'Significant Transition' at Urinalysis Company Pleases Investors

Staff Reporter

Some end-of-year management changes at IRIS International Inc. have failed to scare off investors, who have pushed the company's stock up nearly three-fold over the past year to new highs in December.

Within the past two months, the Chatsworth-based manufacturer of automated urinalysis systems has seen a chief executive and a chief financial officer go packing right in the middle of a new product rollout.

Even so, the stock has been trading above $6 highs not seen since 1997, before missteps nearly took the company under.

"The company is in significant transition," said Cesar Garcia, the newly promoted chief executive.

The 24-year-old company, which recently changed its name from International Remote Imaging Systems Inc., makes high-end urinalysis machines costing $175,000. The machines are found in teaching hospitals and reference laboratories.

IRIS is in the midst of rolling out a new model of its analyzer that is smaller, $50,000 cheaper and more sophisticated, according to the company. Those improvements could better penetrate its target market of hospitals and labs.

The product was launched in August and 41 analyzers were delivered in the third quarter ended Sept. 30, compared with only 50 of the predecessor units sold in 2002. IRIS also turned a $128,000 profit for the quarter as well as completing a $1.7 million private placement that will help it fund its expansion.

Out of the blue

But on Nov. 18 came news that Kshitij Mohan, a former Food and Drug Administration official who was recruited last January, had resigned "to pursue other interests." Mohan was hired to replace chief executive John O'Malley, who is now chairman.

He was replaced by Garcia, the chief operating officer. Then early last month the company announced that CFO John Caloz, who had joined the company in 2001, had resigned.

O'Malley said it would be wrong to read anything into the changes, starting with the resignation of Mohan. "He has been living out of a suitcase for a long time," O'Malley said.

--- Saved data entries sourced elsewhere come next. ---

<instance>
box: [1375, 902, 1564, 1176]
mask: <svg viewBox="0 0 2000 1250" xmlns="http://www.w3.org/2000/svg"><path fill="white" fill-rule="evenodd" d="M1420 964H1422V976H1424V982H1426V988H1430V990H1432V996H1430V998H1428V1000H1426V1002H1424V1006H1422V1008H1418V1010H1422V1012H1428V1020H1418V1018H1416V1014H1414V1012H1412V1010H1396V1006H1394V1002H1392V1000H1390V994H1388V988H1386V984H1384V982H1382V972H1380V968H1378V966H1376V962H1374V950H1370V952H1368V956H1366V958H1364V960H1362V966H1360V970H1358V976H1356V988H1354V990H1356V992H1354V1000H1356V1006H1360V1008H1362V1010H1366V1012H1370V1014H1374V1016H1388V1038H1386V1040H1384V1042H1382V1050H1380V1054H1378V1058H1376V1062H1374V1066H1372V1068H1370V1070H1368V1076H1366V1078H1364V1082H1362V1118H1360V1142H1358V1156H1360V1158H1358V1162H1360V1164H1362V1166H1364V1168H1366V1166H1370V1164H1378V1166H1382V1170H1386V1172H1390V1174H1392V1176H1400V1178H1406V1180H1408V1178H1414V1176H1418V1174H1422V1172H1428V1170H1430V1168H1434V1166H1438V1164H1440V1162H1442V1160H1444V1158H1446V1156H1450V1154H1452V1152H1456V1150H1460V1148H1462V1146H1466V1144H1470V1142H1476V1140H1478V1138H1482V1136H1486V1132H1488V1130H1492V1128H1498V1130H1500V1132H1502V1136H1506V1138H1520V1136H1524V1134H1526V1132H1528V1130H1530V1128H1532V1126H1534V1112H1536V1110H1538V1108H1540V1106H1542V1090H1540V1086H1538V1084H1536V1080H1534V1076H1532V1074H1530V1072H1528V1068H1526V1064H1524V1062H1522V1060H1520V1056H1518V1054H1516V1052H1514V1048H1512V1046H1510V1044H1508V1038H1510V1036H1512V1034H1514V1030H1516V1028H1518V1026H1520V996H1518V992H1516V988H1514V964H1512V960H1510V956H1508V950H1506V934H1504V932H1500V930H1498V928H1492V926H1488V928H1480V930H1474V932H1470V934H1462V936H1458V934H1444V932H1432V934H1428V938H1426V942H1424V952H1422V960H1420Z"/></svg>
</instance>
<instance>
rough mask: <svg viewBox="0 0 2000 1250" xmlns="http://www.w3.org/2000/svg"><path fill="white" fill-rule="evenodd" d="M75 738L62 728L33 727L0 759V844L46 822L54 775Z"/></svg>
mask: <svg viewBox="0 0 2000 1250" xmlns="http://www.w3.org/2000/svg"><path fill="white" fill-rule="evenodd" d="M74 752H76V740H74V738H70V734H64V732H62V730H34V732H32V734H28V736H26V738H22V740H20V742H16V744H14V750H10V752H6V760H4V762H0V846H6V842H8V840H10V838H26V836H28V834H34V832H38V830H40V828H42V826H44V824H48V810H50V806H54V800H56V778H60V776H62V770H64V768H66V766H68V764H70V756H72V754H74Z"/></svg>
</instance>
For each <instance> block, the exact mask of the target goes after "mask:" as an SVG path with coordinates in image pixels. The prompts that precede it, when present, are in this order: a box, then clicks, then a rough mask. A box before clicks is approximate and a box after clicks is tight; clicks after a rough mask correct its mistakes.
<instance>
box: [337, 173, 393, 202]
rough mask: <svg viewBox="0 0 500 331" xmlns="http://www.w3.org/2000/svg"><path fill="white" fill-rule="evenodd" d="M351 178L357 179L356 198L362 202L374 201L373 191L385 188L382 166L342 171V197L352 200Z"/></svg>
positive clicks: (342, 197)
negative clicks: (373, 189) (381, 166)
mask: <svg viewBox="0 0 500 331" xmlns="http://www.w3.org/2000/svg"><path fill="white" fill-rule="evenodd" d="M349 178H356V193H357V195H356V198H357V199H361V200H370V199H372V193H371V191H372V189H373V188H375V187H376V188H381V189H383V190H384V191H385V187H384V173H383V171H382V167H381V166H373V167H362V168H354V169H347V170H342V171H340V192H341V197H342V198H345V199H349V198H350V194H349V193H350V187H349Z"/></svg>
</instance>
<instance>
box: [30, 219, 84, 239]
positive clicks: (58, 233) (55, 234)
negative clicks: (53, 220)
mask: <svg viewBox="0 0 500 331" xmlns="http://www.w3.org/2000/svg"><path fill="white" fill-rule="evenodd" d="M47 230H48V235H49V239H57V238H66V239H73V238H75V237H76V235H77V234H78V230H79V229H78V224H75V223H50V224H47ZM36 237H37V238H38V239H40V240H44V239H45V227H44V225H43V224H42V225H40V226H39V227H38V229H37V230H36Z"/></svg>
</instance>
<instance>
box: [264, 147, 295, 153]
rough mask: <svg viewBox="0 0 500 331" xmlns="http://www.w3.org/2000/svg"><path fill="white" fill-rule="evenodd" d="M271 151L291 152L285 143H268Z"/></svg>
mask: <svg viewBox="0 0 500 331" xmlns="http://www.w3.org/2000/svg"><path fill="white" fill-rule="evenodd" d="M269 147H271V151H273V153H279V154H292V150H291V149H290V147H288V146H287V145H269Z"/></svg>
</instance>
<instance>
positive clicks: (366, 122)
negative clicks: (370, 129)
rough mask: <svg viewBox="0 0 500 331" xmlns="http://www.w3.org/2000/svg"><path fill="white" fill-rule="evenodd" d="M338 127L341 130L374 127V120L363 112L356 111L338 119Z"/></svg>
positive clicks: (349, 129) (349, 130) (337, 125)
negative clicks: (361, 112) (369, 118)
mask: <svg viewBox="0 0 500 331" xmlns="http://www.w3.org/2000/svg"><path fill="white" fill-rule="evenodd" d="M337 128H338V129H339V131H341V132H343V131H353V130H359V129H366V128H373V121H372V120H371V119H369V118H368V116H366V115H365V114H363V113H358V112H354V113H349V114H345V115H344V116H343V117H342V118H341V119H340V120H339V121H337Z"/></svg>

Mohan, reached at his home in Potomac, Md., said he had tried living by himself here while his wife and elderly mother remained behind, but found it difficult.

"This commute back and forth was getting to me," he said. "I was operating out of a little small apartment. I have a mother who lives with us who is somewhat frail and her entire medical support system is over there."

O'Malley declined to comment on the departure of Caloz, except to say that Garcia had the right to appoint managers he was comfortable with.

Caloz maintained his departure was coincidental to Mohan's and also the result of personal issues. "I just had some things in my life, and it would have been difficult for me to balance the two," he said.

The personnel changes also were followed by a decision of the board to reform its governance, including a vote to eliminate three-year staggered terms, abolish anti-takeover provisions in company by-laws and add another outside director.

In general, Wall Street investors dislike poison pills and by-laws that protect board members from being unseated. The poison pill was put in place following the acquisition of a genetic analysis business in the mid 1990s, which led to a series of quarterly losses stretching to 1999 and a stock price barely above $1. At the time, O'Malley said, there were rumblings that a foreign company was looking to buy up its stock on the cheap.

The governance reforms became more imperative following rounds of discussions with potential investors, including those that led to the October private placement. "It's clear the mood out there is one of 'Let's get everything up to date,'" O'Malley said.

Principals with two investor groups in the $1.7 million private placement, both based in New York, said they are comfortable with what has gone on at IRIS.

Philip Anderson, a principal with SIAR Capital, and Peter Salas, a principal at Dolphin Asset Management, said their firms invested in the company after becoming convinced IRIS was ready for multiple growth. The main competitor is Bayer AG, which domestically distributes an analyzer made by a Japanese company, Sysmex.